O PAC dos índios que a imprensa não vê
O artigo abaixo foi publicado no portal do Observatório da Imprensa, em 30/setembro, no endereço http://www.observatoriodaimprensa.com.br/artigos.asp?cod=505JDB006
MÍDIA & QUESTÃO INDÍGENA
O PAC dos índios que a imprensa não vê
Por Ricardo Tripoli e Noel Villas Bôas em 30/9/2008
O governo federal conseguiu ganhar pontos junto à opinião pública ao apoiar a retirada de não-índios da reserva indígena Raposa/Serra do Sol, em Roraima. Com isso, está conseguindo também esconder debaixo do tapete o retrocesso de seu PAC (Programa de Ação de Crescimento) para a política indigenista.
Não tem havido na imprensa praticamente espaço algum para as críticas que têm sido feitas por diversas entidades indigenistas desde meados de 2007, quando foram anunciadas as ações do “PAC índio”. O assunto só veio temporariamente à tona por meio das declarações do relator James Anaya, das Nações Unidas, que em sua visita ao Brasil, em agosto, ressaltou que esse programa governamental não leva em conta as particularidades dos povos indígenas e prevê ações de cunho paternalista em relação a eles.

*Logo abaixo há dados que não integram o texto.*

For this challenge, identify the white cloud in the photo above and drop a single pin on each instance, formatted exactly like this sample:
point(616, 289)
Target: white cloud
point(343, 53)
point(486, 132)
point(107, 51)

As críticas do observador da ONU são compatíveis com dois pontos essenciais: 1) o índio só sobrevive em sua própria cultura; e 2) a sociedade brasileira não apresenta condições de integrá-lo. Essas são as duas premissas que nortearam a política dos irmãos Orlando, Cláudio e Leonardo Villas Bôas, que veio a se tornar a política indigenista oficial do governo.
Integracionismo não vingou
Não há notícia de grupos indígenas integrados à nossa sociedade. Todas as vezes que se tentou fazer isso, eles foram sub-integrados, ou melhor, marginalizados. A proposta dos Villas Bôas foi o contraponto dessa concepção integracionista. Os parques e reservas indígenas sempre tiveram como função servir de “refúgio” às populações indígenas pressionadas pelas frentes de penetração, que trazem a desagregação tribal e a disputa pela terra.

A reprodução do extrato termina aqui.